Silver $1 Proof 1921 Kookaburra Penny Coin by Royal Australian Mint

by on April 3, 2008 · 0 comments

The availability of Royal Australian Mint’s silver $1 coin of the 1921 Kookaburra Penny is coming to a close on April 25, 2008. The proof collector coin is minted in 99.9% silver and its inner design is a replica of the 1921 Kookaburra Penny.

2008 Silver Proof Coin of 1921 Kookaburra Penny

The Kookaburra Penny is noted for its square shape and the collector coin takes on that image. The obverse or heads of the coin bears the image of King George V while the reverse or tails side has the image of the ever popular Kookaburra.

In describing the pattern around the images, the Royal Australian Mint states:


Both images are encircled by intricate detailed lines that give an almost animated swirling appearance and framed with fresh and innovated styling and text.


There are no order limits in place for the coin.
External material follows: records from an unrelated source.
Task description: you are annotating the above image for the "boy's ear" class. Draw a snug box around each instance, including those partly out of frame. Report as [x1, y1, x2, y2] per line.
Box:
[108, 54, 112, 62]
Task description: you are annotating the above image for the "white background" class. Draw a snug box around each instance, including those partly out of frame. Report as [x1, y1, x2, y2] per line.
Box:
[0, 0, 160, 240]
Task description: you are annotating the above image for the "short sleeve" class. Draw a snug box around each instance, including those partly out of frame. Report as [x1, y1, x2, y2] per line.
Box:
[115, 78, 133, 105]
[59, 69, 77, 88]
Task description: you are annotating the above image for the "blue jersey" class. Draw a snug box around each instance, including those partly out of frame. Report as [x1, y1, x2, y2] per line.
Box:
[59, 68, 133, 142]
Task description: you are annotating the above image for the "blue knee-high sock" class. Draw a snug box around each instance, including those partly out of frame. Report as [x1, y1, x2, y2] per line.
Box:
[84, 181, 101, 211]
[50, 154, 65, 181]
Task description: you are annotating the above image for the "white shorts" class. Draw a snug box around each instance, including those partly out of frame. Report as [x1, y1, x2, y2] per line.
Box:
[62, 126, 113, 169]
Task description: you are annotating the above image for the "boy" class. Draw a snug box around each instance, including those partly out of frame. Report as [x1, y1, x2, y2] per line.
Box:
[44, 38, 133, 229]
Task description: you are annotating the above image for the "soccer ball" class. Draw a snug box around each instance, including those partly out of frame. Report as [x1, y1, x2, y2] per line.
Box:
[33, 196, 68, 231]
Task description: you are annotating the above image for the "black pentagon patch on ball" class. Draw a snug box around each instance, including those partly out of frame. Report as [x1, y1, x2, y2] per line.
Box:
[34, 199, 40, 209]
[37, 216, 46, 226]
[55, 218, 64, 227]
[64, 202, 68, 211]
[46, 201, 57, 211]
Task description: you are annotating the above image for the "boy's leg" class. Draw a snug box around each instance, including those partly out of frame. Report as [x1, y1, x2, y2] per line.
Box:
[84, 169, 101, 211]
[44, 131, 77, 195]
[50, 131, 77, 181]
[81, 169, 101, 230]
However, orders close down on April 25, 2008.

Prices and order information

While the 1921 Kookaburra Penny is rare and could cost many tens of thousands to own, the collector version of the coin is within the grasp of everyday collectors.

  • $95.00 (AUD/GST)
  • $86.36 (AUD/INT)

The coin may be ordered online via the Royal Australian Mint product page page:

2008 $1 Silver Proof Subscription Coin

Phone orders may be placed at 1300 652 020.


The specifications for the proof coin are:

Denomination: $1
Metal: AG 99.9%
Mass: 60.46 grams
Diameter: 50.00 mm
Finish: Proof
Mintage: Unlimited
Designer: Wojciech Pietranik

About the Royal Australian Mint

His Royal Highness, The Duke of Edinburgh, officially opened the Royal Australian Mint, Canberra, on Monday 22nd February 1965. The Mint was commissioned to produce Australia’s decimal coinage, which was to be introduced into circulation on 14th February 1966. The Royal Australian Mint holds a place in history as the first mint in Australia not to be a branch of the Royal Mint, London.

Since opening in 1965 the Mint has produced over eleven billion circulating coins and has the capacity to produce over two million coins per day, or over six hundred million coins per year.

The Royal Australian Mint has struck coins for a number of South Pacific nations. Export coins were first struck in 1969 for New Zealand and, since then, coins have been produced for Papua New Guinea, Tonga, Western Samoa, Cook Islands, Fiji, Malaysia, Thailand, Nepal, Bangladesh, Israel and Tokelau.